Federal law prohibits those serving time from receiving Medicaid, so when someone enters prison or jail they lose their benefits but would receive treatment from the corrections system. But Barry says some states and counties have made it possible to simply suspend rather than terminate benefits while serving time. This means that upon release, Medicaid is automatically reinstated. Otherwise, it could take months before a new enrollment would go into effect.
In the Cook County Jail in Chicago, the roughly 300 inmates a day who come through the door are screened for Medicaid eligibility by social services staff as they are being booked. This gets the ball rolling so they can be enrolled upon release. Also, they are able to use their jail ID as a form of identification to enroll in Medicaid. Not having the right form of identification, Barry says, can be a barrier to enrolling.
But it may not be enough to just get Medicaid cards for the newly released.
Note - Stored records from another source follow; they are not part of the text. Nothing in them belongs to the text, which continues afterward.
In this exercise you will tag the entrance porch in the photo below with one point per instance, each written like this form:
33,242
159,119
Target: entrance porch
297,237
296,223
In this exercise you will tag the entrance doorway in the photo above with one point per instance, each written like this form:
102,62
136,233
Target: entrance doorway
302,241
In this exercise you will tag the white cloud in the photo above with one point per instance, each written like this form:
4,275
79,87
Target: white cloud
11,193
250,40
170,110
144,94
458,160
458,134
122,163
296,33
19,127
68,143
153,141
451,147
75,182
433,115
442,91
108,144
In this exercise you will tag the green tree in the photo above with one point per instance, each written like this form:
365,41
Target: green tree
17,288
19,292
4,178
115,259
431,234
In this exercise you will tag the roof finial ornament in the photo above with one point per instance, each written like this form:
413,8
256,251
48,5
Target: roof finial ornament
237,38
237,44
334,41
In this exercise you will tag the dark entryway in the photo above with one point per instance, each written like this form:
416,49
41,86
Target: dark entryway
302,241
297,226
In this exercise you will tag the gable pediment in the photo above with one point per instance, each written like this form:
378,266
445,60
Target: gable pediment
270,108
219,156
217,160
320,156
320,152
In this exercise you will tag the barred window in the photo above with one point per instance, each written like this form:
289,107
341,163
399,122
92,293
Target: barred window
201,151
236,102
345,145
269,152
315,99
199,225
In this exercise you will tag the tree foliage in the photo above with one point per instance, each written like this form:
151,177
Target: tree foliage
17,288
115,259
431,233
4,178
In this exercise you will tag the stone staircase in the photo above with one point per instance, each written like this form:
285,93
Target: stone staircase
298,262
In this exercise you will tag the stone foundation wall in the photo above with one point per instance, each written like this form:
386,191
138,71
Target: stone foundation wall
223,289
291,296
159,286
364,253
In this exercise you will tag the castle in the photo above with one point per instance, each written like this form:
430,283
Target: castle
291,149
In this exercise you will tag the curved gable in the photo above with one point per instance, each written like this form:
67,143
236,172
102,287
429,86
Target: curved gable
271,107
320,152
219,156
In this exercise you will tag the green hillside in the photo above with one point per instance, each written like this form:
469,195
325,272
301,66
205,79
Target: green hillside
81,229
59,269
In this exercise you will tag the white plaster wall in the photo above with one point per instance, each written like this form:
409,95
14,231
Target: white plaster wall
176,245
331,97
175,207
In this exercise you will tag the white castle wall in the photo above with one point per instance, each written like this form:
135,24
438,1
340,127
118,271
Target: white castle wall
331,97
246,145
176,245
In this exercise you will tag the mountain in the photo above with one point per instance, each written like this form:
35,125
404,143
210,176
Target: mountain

Barry says it is important for each community to help former inmates who need immediate care get medical appointments with doctors who take their insurance.
“If this change is going to make a difference, it’s not enough to give people insurance,” says study co-author Sachini N. Bandara, MS, a doctoral student at the Bloomberg School. “You need to facilitate access to health care providers. This is a population that has been largely ignored as they have fallen through the cracks in the system. These new Medicaid eligibility requirements are a huge opportunity to make a real difference in the lives of poor men.”
“Leveraging the Affordable Care Act to Enroll Justice-Involved Populations in Medicaid: State and Local Efforts” was written by Sachini N. Bandara, MS; Haiden A. Huskamp, PhD; Lauren E. Riedel; Emma G. McGinty, PhD, MS; Daniel W. Webster, ScD, MPH; Robert E. Toone, JD; and Colleen L. Barry, PhD, MPP.
The study was funded by a grant from the Laura and John Arnold Foundation.